Right now, I feel like the Giants are lying in an alley somewhere south of Market, bleeding slowly while people shuffle by and step over us, thinking we're just another passed out wino with last week's Chronicle over their face.
What happened in this Dodgers series was nothing short of a massive wake up call to everyone-- the type of bad dream that jolts you awake at 3am in a cold sweat.
It was angering, it was frustrating, and it whipped Giants fans into a panicked frenzy. Right now, people are doing the equivalent of running through the streets, leaving their cars in traffic, and looting grocery stores for survival supplies. Of course in this scene, there's a nut with a sandwich board yelling, "Repent! The end is near!"
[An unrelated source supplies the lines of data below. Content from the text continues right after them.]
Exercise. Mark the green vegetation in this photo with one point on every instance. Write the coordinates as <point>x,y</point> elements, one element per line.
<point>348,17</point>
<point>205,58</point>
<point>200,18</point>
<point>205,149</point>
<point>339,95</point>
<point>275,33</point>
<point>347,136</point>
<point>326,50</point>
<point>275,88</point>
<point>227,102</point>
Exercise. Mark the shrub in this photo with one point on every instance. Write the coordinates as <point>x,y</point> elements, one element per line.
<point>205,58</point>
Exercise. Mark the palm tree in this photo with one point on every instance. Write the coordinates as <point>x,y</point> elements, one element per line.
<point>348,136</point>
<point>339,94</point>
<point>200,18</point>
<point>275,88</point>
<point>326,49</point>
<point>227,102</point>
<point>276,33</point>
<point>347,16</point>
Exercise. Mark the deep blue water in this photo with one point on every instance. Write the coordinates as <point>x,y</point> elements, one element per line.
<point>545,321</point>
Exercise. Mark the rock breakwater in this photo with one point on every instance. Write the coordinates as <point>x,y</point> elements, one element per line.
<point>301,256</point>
Human beings have this little thing called the "fight or flight" response-- something that we really can't turn off. It's meant to keep us alive, but sometimes in our relatively safe lives, our impassioned love for our baseball team becomes a sort of life or death scenario.
Hey, it woke us up didn't it?
There we were, happier than a stoned teenagers crushing Jack in the Box tacos at 2am. We had our little three game lead in the NL West, and we thought we'd turned the corner...
...then we circled the block.
That seems to be the Giants' M.O. this year. Turn the corner, then instead of going straight, we circle the block like someone trying to park their Silverado on the street in the Richmond District.
The problem with this team is not a new one-- we just can't hit and we need an impact bat. Same as it always is. The other problem lies with ownership refusing to acknowledge that it needs to spend more money to correct past mistakes.
You look at our $131MM+ payroll and just wonder how in the hell that kind of money can be spent while simultaneously being so desperate for impact hitters.
Well in a way, that money was spent in a panicked fashion to bring in supposed impact hitters, just as we want to be done now at the trade deadline.
Check this out:
Aubrey Huff, $12 Million
Freddy Sanchez: $6 Million
Aaron Rowand: $12 Million
That's why we can't have nice things. Couple that with Zito's $19MM, and it's enough to make you sick.
That's $59MM of virtually dead money and the reason that we can't have nice things. It's is the reason ownership won't take on the contracts of Aramis or Hanley Ramirez. It's also the reason that the Giants are unlikely to add the impact bat that we so desperately need right now.
I refuse to defend the complicated web of random rich white people that collectively form Giants ownership. There are literally hundreds of people that own the team, and not one of them wants to spend more money to correct previous mistakes.
Therein lies the problem with our type of ownership. There are too many people involved, and most of them don't own big enough stakes to be able to call the shots. It's more of a goddamn mutual fund or bond investment than a damn baseball team sometimes, and that is what's preventing us from getting significantly better in 2012.
It's not as if Brian Sabean doesn't know that we need Josh Willingham, Shin-Soo Choo, Corey Hart, Shane Victorino, Aramis Ramirez, Chris Perez, and the rest of the people we've been connected to. Oh he knows alright.
He's part of the reason that we're in the mess.
The problem is that he's handcuffed by a mediocre farm system devoid of major prospects and saddled by a conglomeration of investor-owners that don't know their ass from a hole in the ground. But you can bet they know their ass from their pocketbook.
The reality is, that the only way to significantly improve this 2012 Giants club is to take on a bad contract and/or give up our only desirable prospect, outfielder Gary Brown.
While our knee jerk reaction is to say, "Screw it, trade Brown.", that wouldn't be the wisest thing to do.
The only logical thing to do is to take on a bad contract, just as the Blue Bastards did with Handjob Ramirez.
They became instantly more formidable with that acquisition, as would we with a similar move.
I won't go off on a hypothetical trade tangent, because we could talk all day long, but it will take some serious and immediate flexibility from ownership to get better... and I don't see it happening.
What is most likely to happen is that we'll struggle but stay afloat until Sandoval gets back, and likely acquire a late innings bullpen arm to give us an upgrade over Kontos (who needs more seasoning in my mind).
Guys like Willingham or Choo would be an incredible addition, but let's not hold our breath, guys.
This isn't a horrible team, and we still have the ability to win the West, but we need to get some momentum again-- just like we had heading into the Dodgers series. The best thing to do right now is to step back from the ledge and not expect any shiny new toys under the Trading Tree on Deadline morning.
If you don't get your hopes up, you can't be disappointed.